Shawn Fields has posted an original and through-provoking new paper on Second Amendment Sanctuaries that will be published in the Northwestern Law Review later this year. From the abstract:
The term “sanctuary” has long expressed a sympathy for immigrants’ rights and resistance to federal immigration enforcement. Recently, the word has become associated with another divisive political topic, as local governments have begun declaring themselves “Second Amendment Sanctuaries” in defiance of statewide gun control measures they deem unconstitutional.

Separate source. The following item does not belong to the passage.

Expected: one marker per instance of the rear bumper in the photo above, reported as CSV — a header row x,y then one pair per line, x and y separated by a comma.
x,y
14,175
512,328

This gun rights resistance movement not only flips the political script on the nature of sanctuaries but presents important and challenging questions about local-state power sharing, the proper scope of “subfederal commandeering,” and the role of coordinate branches in constitutional decision making.
This Article provides the first scholarly treatment of Second Amendment Sanctuaries. In doing so, it explores both the unique facets of this new localism and the broader implications for sanctuary movements generally. Most early commentary on Second Amendment Sanctuaries dismisses them as purely symbolic and presumptively invalid pursuant to state preemption principles and the judicial supremacy model of constitutional interpretation. This Article challenges that narrative and articulates a theory of limited viability for these and other local intrastate resistance movements.
The theory proceeds in three parts, with each part presenting a novel approach to local-state governmental conflict that contributes to the existing literature. First, localities can resist broad state preemption in limited circumstances via the state’s “home rule” provisions when local regulation of a particular issue is rooted in history and has normative policy appeal. Second, localities may passively resist statewide regulation through a form of “subfederal anticommandeering” analogous to the Tenth Amendment’s anticommandeering principles protecting states from federal overreach, so long as the locality takes no affirmative steps to frustrate state enforcement. Third, local enforcement officers may defend their resistance on substantive constitutional grounds when the right at issue is not settled firmly by the judiciary. This “first impression departmentalism” reflects the proper role all coordinate branches of government have in defining the contours of constitutional provisions when emerging doctrine remains in a state of flux. These principles counsel in favor of the viability of at least some Second Amendment Sanctuaries as currently constructed, as well as sanctuaries resisting firearm deregulation and other statewide policy initiatives.